Running On Emptyの邦題は「孤独なランナー」だが、私も基本的に練習も大会参加も一人の孤独なランナーだといえる。ただこの手賀沼エコマラソンだけは、毎回会社の仲間と走ることになっている。

そうすると一人で走るときとは違い、下手な走りは見せられないという自意識が働くのか、気持ちを切らすことなく最後まで走りきれた。ハーフで100分を切れたのも、最後までイーブンペースを保てたのもコロナ休止後はじめてだ。なにしろつい4週間前に走った白井梨(10km)の平均ペースより11秒も速い。どういうこんぞ。

他の大会と同じで人気大会だった手賀沼も募集定員に満たなかったようで人も少し少な目に感じた(おかげでストレスなく走れたとも感じた)。例年支給されていたバナナやアミノバイタルなども今年はなく(個人的には無くていいと思っている)、出店や大会セレモニー関係もなし。コロナ対策や3年のブランクなど様々な課題と困難を抱えながら開催してくれたことが伺え頭が下がった。
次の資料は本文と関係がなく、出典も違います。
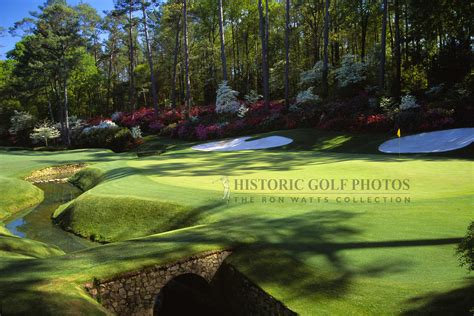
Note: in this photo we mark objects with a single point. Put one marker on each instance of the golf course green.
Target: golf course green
(320, 249)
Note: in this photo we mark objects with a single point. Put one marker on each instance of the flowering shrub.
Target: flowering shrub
(226, 101)
(21, 125)
(43, 132)
(252, 97)
(307, 97)
(374, 122)
(408, 102)
(312, 76)
(96, 120)
(116, 138)
(386, 103)
(351, 71)
(117, 116)
(102, 125)
(136, 132)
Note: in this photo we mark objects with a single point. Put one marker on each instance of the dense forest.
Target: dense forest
(72, 60)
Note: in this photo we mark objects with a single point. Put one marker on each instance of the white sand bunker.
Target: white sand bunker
(433, 142)
(241, 143)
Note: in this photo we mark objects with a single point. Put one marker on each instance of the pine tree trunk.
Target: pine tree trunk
(287, 54)
(263, 35)
(326, 55)
(383, 44)
(150, 58)
(175, 64)
(398, 55)
(222, 36)
(132, 89)
(66, 115)
(186, 58)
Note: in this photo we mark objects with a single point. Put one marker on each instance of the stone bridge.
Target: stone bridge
(135, 293)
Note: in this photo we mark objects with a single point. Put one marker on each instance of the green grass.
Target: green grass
(318, 258)
(17, 195)
(29, 248)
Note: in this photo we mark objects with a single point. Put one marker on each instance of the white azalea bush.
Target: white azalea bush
(307, 97)
(408, 102)
(351, 71)
(45, 132)
(226, 101)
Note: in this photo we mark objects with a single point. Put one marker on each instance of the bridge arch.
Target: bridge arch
(135, 293)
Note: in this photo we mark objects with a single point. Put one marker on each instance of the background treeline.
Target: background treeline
(73, 60)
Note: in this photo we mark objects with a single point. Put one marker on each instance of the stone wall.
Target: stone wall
(135, 293)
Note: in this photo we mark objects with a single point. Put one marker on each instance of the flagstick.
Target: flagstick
(398, 147)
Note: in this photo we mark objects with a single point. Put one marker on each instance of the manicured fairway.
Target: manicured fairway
(318, 257)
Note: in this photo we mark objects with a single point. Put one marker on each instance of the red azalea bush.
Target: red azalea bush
(354, 114)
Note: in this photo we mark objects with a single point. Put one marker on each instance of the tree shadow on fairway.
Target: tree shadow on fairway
(303, 255)
(456, 302)
(189, 163)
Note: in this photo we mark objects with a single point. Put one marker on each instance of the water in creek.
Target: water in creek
(35, 223)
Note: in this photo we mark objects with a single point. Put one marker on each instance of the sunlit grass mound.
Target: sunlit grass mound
(108, 219)
(317, 258)
(16, 195)
(12, 245)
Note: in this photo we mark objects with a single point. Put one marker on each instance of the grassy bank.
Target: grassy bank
(317, 256)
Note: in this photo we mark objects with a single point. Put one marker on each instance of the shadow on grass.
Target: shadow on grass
(456, 302)
(277, 252)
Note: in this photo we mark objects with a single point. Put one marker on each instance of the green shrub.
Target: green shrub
(87, 178)
(466, 249)
(116, 138)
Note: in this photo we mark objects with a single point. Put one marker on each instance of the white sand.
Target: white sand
(241, 143)
(432, 142)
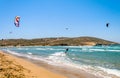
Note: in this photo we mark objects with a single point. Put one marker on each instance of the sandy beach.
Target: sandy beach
(13, 67)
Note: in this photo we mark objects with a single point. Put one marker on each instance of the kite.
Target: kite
(17, 21)
(107, 24)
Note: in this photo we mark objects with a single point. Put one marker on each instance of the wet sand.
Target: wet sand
(37, 69)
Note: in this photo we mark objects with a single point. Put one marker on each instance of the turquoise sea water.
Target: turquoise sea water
(103, 61)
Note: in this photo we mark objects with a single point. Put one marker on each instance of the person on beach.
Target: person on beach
(66, 50)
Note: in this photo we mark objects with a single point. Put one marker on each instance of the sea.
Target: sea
(102, 61)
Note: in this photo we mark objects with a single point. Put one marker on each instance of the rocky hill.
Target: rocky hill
(62, 41)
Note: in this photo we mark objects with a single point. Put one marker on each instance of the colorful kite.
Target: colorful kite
(17, 21)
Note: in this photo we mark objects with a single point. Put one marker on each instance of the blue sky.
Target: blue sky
(50, 18)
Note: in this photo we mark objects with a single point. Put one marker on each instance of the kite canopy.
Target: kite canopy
(17, 21)
(107, 24)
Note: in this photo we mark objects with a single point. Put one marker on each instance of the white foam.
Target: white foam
(111, 71)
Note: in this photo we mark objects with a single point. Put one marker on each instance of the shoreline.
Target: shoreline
(27, 69)
(61, 72)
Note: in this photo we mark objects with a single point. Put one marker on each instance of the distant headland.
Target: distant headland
(61, 41)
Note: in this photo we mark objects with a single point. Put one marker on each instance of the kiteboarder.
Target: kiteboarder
(66, 50)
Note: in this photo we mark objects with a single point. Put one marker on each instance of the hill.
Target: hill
(62, 41)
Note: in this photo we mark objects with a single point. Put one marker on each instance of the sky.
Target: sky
(60, 18)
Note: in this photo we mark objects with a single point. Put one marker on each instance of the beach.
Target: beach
(19, 67)
(14, 67)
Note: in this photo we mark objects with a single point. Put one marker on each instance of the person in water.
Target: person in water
(66, 50)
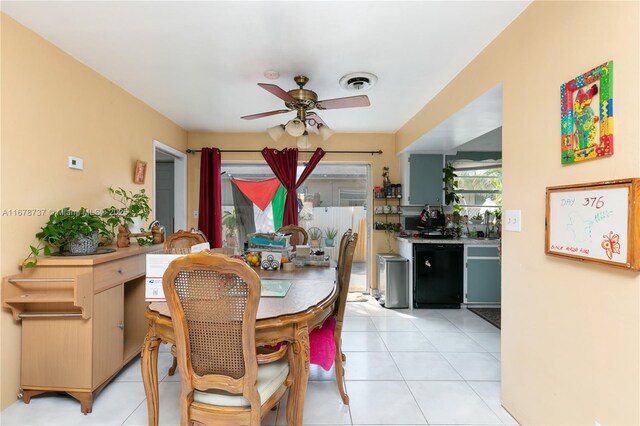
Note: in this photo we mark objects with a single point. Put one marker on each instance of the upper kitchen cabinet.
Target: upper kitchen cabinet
(422, 179)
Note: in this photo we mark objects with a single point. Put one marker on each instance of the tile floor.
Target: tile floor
(436, 367)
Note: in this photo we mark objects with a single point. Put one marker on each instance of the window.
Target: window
(479, 185)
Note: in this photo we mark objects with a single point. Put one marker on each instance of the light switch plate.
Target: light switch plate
(513, 220)
(75, 163)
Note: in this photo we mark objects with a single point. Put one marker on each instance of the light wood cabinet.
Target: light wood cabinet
(82, 320)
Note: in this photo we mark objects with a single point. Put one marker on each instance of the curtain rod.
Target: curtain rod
(195, 151)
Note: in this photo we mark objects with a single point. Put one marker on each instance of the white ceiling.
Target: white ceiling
(475, 119)
(198, 62)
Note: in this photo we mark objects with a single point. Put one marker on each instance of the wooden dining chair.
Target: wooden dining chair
(298, 234)
(213, 300)
(180, 242)
(345, 261)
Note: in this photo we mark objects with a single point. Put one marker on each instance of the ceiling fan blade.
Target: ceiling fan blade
(313, 120)
(264, 114)
(348, 102)
(279, 92)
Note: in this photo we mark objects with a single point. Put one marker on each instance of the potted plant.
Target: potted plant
(77, 232)
(330, 236)
(315, 234)
(476, 219)
(230, 222)
(132, 213)
(450, 184)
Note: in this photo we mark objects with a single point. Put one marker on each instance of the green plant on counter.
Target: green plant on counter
(450, 184)
(315, 233)
(331, 233)
(63, 227)
(230, 222)
(133, 205)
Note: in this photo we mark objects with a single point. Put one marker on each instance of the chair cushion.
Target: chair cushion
(270, 378)
(322, 344)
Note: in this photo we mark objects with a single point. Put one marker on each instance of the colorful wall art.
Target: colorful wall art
(586, 115)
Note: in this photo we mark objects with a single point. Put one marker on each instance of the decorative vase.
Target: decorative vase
(136, 225)
(85, 244)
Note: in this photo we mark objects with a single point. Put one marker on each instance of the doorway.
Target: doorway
(170, 187)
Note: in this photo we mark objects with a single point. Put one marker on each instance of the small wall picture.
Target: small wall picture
(586, 115)
(140, 172)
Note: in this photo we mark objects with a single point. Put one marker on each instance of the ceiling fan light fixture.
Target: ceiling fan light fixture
(276, 132)
(295, 127)
(325, 131)
(303, 141)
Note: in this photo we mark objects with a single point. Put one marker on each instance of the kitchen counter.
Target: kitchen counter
(468, 241)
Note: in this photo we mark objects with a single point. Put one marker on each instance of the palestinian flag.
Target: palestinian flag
(259, 205)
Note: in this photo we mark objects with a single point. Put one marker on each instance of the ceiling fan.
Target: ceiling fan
(303, 101)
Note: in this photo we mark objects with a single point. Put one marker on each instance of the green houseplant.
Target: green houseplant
(230, 222)
(133, 210)
(450, 184)
(78, 232)
(315, 234)
(330, 236)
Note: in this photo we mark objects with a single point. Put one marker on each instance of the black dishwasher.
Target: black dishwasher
(438, 275)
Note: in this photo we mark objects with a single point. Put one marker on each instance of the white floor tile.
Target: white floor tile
(489, 341)
(453, 342)
(358, 324)
(111, 407)
(355, 310)
(451, 403)
(371, 366)
(474, 324)
(169, 407)
(362, 341)
(490, 394)
(383, 403)
(393, 324)
(406, 341)
(424, 366)
(322, 406)
(475, 366)
(434, 324)
(133, 372)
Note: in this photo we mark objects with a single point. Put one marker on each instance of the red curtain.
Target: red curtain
(210, 210)
(284, 165)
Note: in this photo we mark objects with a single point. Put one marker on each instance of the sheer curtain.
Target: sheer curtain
(284, 165)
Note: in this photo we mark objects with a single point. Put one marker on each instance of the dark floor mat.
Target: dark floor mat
(490, 314)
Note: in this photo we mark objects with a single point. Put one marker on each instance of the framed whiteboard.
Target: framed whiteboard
(595, 222)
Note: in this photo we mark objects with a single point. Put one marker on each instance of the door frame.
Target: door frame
(180, 182)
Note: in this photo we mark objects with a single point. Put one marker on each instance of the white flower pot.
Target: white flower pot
(137, 225)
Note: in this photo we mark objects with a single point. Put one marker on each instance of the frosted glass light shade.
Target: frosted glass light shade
(295, 127)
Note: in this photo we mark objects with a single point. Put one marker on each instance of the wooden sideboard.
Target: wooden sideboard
(82, 320)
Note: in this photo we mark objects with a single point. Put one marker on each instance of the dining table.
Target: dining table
(308, 302)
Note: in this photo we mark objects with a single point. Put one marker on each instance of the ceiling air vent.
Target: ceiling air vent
(358, 81)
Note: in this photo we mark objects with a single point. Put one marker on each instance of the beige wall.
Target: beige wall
(53, 107)
(571, 331)
(339, 142)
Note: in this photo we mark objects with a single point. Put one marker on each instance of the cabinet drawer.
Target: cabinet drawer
(111, 273)
(490, 251)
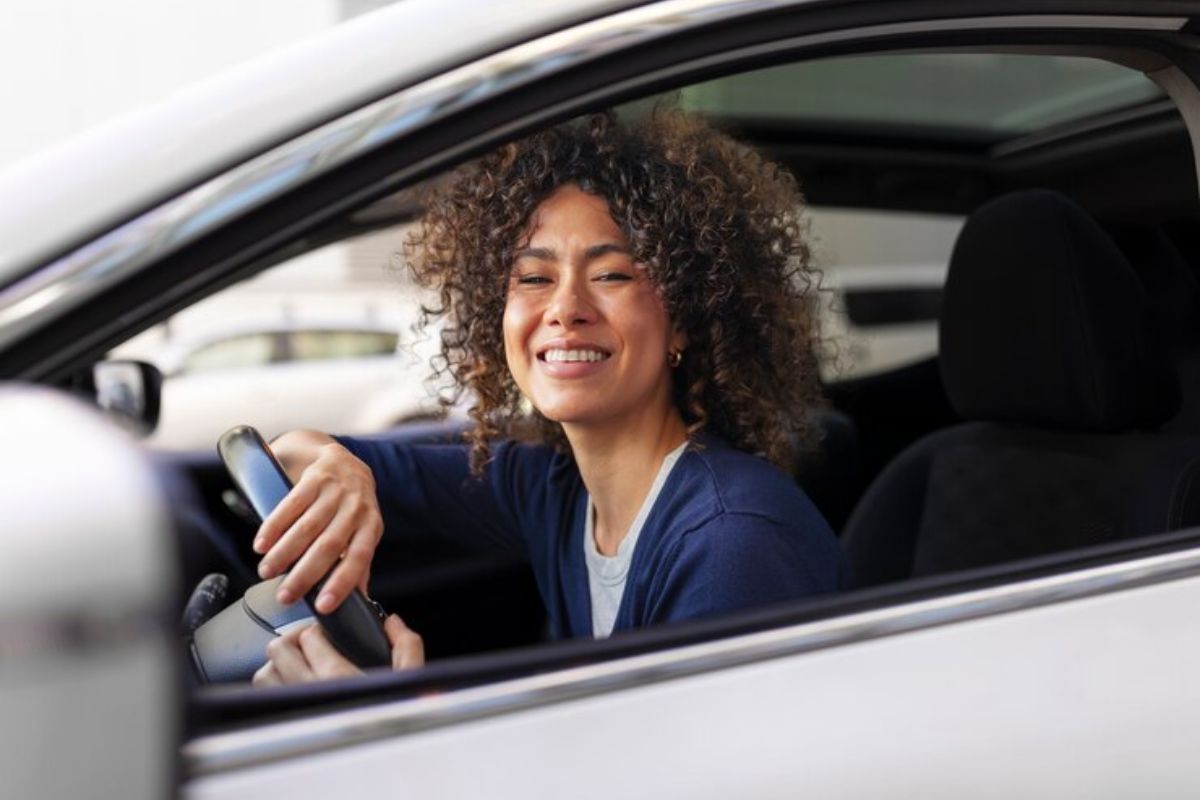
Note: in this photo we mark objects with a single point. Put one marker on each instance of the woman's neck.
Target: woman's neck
(619, 465)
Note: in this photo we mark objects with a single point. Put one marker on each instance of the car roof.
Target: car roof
(145, 157)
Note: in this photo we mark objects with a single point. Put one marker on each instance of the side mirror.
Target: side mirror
(130, 392)
(89, 656)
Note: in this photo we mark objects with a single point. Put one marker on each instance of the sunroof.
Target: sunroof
(991, 94)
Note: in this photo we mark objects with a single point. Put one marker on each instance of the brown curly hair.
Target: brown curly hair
(719, 229)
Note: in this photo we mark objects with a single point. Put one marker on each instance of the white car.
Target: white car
(323, 373)
(1021, 510)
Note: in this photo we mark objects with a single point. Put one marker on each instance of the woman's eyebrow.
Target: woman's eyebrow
(597, 251)
(540, 253)
(589, 254)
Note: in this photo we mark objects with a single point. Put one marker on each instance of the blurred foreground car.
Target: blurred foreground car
(1020, 510)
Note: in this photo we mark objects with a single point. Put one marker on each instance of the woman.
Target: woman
(643, 287)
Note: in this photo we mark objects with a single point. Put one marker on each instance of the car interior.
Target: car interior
(1054, 427)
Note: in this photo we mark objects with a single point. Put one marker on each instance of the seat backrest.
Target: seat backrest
(1051, 350)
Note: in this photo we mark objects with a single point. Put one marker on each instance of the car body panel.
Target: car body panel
(1035, 702)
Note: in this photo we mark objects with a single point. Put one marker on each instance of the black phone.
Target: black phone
(355, 627)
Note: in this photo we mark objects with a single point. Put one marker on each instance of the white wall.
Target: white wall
(66, 65)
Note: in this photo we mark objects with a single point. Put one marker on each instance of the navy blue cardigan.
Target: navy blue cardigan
(727, 531)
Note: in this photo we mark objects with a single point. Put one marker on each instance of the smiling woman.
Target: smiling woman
(643, 287)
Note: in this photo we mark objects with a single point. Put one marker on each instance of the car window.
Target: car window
(241, 355)
(319, 346)
(958, 94)
(237, 352)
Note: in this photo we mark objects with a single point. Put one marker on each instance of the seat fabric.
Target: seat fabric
(1050, 349)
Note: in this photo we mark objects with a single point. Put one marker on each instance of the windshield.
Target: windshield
(84, 62)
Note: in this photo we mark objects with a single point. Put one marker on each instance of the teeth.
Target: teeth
(575, 355)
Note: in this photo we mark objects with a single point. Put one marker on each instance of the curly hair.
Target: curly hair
(719, 229)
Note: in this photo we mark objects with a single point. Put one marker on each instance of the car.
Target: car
(323, 372)
(1019, 507)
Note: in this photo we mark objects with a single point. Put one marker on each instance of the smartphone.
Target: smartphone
(355, 627)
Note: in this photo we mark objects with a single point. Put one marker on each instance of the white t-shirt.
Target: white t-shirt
(606, 575)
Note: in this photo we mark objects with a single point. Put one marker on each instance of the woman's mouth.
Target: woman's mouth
(556, 355)
(573, 362)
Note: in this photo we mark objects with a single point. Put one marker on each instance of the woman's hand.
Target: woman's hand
(306, 655)
(331, 515)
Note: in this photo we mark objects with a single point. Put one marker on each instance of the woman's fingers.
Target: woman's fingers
(355, 566)
(407, 647)
(287, 512)
(330, 519)
(286, 659)
(317, 561)
(265, 675)
(293, 543)
(323, 657)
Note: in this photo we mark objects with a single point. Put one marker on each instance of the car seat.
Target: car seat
(1051, 354)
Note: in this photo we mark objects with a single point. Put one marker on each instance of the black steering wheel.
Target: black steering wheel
(232, 644)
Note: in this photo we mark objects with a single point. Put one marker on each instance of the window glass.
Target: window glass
(970, 92)
(251, 350)
(316, 346)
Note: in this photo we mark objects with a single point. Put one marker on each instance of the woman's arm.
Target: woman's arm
(330, 517)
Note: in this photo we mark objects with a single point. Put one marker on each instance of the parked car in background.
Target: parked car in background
(328, 374)
(1019, 509)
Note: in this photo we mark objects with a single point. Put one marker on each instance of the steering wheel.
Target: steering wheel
(232, 645)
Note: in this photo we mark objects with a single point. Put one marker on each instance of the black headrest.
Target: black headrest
(1045, 323)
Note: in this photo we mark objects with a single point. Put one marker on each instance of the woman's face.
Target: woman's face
(586, 334)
団体による応援はなかった一方で、学校の校庭の高校生や沿道に出てくれた人たちがめいめい応援してくれるのはうれしかった。私の前を走っていたハロウィンの仮装をした人に「○○番さん、がんばって。かっこいいですよ」と丁寧な口調で声援を送っていたおじいさんが良かったなあ。私は○○番(ゼッケン)ではなかったけどかなり元気が出た。